I have created a Google alert to generate an RSS feed which looks like this https://www.google.co.in/alerts/feeds/17901041985790143983/2214023096042963178
Now how do I use scrapy to extract the title, href, published date and content from each entry in the feed?
I have tried:
import scrapy
class GalertCovidSpider(scrapy.Spider):
name = 'galert-covid'
allowed_domains = ['https://www.google.co.in/alerts/feeds/17901041985790143983/2214023096042963178']
start_urls = ['https://www.google.co.in/alerts/feeds/17901041985790143983/2214023096042963178/']
def start_requests(self):
urls = [
'https://www.google.co.in/alerts/feeds/17901041985790143983/2214023096042963178',
]
for url in urls:
yield scrapy.Request(url=url, callback=self.parse)
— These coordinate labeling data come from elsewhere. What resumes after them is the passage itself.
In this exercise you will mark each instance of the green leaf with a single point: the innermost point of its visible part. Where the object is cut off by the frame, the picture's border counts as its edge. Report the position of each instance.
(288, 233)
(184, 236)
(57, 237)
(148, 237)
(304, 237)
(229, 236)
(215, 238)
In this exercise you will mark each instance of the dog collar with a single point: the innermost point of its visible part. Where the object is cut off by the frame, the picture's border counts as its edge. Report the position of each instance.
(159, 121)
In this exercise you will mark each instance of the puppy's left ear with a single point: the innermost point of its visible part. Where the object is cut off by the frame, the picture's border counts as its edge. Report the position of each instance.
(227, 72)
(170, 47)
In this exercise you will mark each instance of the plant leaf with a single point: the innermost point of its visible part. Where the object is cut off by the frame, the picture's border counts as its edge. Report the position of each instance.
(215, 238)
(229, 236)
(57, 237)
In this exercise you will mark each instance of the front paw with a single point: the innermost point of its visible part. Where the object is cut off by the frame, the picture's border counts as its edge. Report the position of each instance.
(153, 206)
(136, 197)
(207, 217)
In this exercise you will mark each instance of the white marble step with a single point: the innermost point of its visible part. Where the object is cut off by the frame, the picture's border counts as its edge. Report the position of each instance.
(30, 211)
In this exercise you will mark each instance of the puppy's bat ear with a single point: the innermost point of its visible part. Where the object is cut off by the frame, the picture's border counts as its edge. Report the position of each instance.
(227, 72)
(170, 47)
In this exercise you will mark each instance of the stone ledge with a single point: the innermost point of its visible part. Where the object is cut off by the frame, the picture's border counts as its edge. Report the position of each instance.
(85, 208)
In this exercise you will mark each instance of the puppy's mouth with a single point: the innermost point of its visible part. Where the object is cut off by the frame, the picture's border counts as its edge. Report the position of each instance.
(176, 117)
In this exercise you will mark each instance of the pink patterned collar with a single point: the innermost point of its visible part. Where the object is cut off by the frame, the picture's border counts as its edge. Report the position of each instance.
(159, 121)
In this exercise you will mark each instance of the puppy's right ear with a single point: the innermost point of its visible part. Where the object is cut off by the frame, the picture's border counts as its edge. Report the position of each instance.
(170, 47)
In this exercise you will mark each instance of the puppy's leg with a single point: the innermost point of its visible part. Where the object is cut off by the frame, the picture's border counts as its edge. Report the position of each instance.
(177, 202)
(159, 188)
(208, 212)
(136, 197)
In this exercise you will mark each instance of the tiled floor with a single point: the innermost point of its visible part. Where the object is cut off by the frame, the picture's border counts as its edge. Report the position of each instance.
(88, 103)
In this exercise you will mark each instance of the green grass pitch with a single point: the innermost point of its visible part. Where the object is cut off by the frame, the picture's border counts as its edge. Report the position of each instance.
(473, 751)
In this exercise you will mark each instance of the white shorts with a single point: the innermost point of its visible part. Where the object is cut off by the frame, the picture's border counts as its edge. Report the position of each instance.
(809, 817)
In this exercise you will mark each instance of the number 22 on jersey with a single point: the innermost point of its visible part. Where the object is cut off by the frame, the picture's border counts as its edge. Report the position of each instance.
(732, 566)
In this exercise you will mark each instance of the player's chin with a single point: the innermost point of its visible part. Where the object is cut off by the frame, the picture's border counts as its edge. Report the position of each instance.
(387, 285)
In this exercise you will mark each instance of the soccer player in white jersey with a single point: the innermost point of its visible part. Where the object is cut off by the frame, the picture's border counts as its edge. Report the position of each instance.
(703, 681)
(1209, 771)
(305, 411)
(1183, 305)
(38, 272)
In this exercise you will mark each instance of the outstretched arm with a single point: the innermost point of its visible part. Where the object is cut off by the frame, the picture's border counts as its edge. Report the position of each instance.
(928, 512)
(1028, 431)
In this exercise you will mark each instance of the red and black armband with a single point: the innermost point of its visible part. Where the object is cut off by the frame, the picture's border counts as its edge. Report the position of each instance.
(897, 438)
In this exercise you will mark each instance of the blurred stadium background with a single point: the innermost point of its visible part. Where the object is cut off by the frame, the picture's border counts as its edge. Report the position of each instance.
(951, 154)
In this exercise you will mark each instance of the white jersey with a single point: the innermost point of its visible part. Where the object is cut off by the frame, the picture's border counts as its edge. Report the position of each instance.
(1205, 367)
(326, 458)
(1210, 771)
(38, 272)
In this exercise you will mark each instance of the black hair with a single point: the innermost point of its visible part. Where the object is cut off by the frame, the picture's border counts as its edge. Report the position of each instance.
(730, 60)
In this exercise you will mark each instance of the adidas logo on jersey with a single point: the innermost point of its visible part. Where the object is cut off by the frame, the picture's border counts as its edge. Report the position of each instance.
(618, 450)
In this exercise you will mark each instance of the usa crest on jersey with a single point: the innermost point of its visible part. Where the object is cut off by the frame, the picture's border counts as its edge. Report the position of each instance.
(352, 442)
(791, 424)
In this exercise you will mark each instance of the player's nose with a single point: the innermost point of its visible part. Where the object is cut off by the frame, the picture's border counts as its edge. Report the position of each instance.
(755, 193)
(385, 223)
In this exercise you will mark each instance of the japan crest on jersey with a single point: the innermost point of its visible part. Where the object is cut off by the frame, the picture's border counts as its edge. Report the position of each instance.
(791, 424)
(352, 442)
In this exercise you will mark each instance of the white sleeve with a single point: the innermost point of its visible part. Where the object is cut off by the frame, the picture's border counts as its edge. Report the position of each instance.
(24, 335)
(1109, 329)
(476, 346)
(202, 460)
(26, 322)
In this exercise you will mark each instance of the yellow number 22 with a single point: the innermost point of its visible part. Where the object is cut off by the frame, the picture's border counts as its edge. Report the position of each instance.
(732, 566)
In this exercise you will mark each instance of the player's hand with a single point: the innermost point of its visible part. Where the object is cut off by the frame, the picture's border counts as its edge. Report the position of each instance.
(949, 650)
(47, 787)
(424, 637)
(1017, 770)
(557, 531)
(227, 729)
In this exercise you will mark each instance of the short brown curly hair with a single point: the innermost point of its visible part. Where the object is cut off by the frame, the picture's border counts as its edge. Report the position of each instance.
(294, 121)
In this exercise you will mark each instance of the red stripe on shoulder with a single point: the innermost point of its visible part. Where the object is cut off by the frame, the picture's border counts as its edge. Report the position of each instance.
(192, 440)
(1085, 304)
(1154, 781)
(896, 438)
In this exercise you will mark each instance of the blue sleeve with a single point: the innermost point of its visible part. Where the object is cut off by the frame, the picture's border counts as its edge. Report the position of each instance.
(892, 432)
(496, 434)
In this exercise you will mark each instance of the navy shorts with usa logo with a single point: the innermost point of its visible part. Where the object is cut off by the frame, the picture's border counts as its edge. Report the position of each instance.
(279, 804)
def parse(self, response):
for post in response.xpath('//feed/entry'):
yield {
'title' : post.xpath('title//text()').extract_first(),
'link': post.xpath('link//text()').extract_first(),
}
But when I run it using scrapy crawl --nolog --output -:json galert-covid it produces no output with no error.
After scraping the information... How do I proceed to store the scraped information into a dataframe or CSV?
CodePudding user response:
I'm sure Scrapy can do this but you don't have to use it, this should get the job done:
import requests
from bs4 import BeautifulSoup
import pandas as pd
name = 'galert-covid'
url = 'https://www.google.co.in/alerts/feeds/17901041985790143983/2214023096042963178'
resp = requests.get(url)
soup = BeautifulSoup(resp.text,'html.parser')
output = []
for entry in soup.find_all('entry'):
item = {
'title' : entry.find('title',{'type':'html'}).text,
'pubdate' : entry.find('published').text,
'content' : entry.find('content').text,
'link' : entry.find('link')['href']
}
output.append(item)
df = pd.DataFrame(output)
df.to_csv('google_alert.csv',index=False)
print('Saved to google_alert.csv')
CodePudding user response:
import scrapy
class GalertCovidSpider(scrapy.Spider):
name = 'galert-covid'
allowed_domains = ['www.google.co.in']
start_urls = ['https://www.google.co.in/alerts/feeds/17901041985790143983/2214023096042963178/']
custom_settings = {
'FEEDS': {
'galert-covid': {'format': 'csv'}
}
}
def start_requests(self):
for url in self.start_urls:
yield scrapy.Request(url=url)
def parse(self, response):
response.selector.remove_namespaces()
for post in response.xpath('//feed/entry'):
yield {
'title': post.xpath('.//title//text()').get(),
'link': post.xpath('.//link/@href').get(),
'published date': post.xpath('.//published/text()').get(),
'content': post.xpath('.//content/text()').get(),
}
Read about removing namespaces, and feeds.
The allowed_domains should just be the domain, I removed the default callback inside start_requests (not necessary I just prefer it like that), and inside the yield I added a dot to get relative xpaths.